The hand of McGurk stretched out and his arm stiffened but it seemed as though all the muscles of his back had grown stiff. He could not bend. It was strange. It was both ludicrous and incomprehensible. Perhaps he had grown stiff with cold in that position.
But he heard the voice of Pierre explaining gently: “You can't move, my friend. I understand. It's fear that stiffened your back. It's fear that sends the chill up and down your blood. It's fear that makes you think back to your murders, one by one. McGurk, you're done for. You're through. You're ready for the discard. I'm not going to kill you. I've thought of a finer hell than death, and that is to live as you shall live. I've beaten you, McGurk, beaten you fairly on the draw, and I've broken your heart by doing it. The next time you face a man you'll begin to think—you'll begin to remember how one other man beat you at the draw. And that wonder, McGurk, will make your hand freeze to your side, as you've made the hands of other men before me freeze. D'you understand?”
The lips of McGurk parted. The whisper of his dry panting reached Pierre, and the devil in him smiled.
“In six weeks, McGurk, you'll be finished. Now get out!”
And pace by pace McGurk drew back, with his face still toward Pierre.
The latter cried: “Wait. Are you going to leave your gun?”
Only the steady retreat continued.
“And go unarmed through the mountains? What will men say when they see McGurk with an empty holster?”
But the outlaw had passed out of view beyond the corner of one of the monster boulders. After him went the white horse, slowly, picking his steps, as if he were treading on dangerous and unknown ground and would not trust his leader. Pierre was left to the loneliness of the gorge.

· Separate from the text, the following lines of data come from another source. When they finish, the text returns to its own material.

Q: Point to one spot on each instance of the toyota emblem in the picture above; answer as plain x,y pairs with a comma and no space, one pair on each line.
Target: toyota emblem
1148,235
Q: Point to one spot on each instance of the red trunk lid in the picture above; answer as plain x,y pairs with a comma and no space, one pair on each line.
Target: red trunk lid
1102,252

The moonlight only served to make more visible its rocky nakedness, and like that nakedness was the life of Pierre under his hopeless inward eye. Over him loomed from either side the gleaming pinnacles of the Twin Bears, and he remembered many a time when he had looked up toward them from the crests of lesser mountains—looked up toward them as a man looks to a great and unattainable ideal. Here he was come to the crest of all the ranges; here he was come to the height and limit of his life, and what had he attained? Only a cruel, cold isolation. It had been a steep ascent; the declivity of the farther side led him down to a steep and certain ruin and the dark night below. But he stiffened suddenly and threw his head high as if he faced his fate; and behind him the cream-colored mare raised her head with a toss and whinnied softly.
It seemed to him that he had heard something calling, for the sound was lost against the sweep of wind coming up the gorge. Something calling there in the night of the mountains as he himself had called when he rode so wildly in the quest for McGurk. How long ago had that been?
But it came once more, clear beyond all doubt. He recognized the voice in spite of the panting which shook it; a wild wail like that of a heartbroken child, coming closer to him like someone running: “Pierre! Oh, Pierre!”
And all at once he knew that the moon was broad and bright and fair, and the heavens clear and shining with gold points of light. Once more the cry. He raised his arms and waited.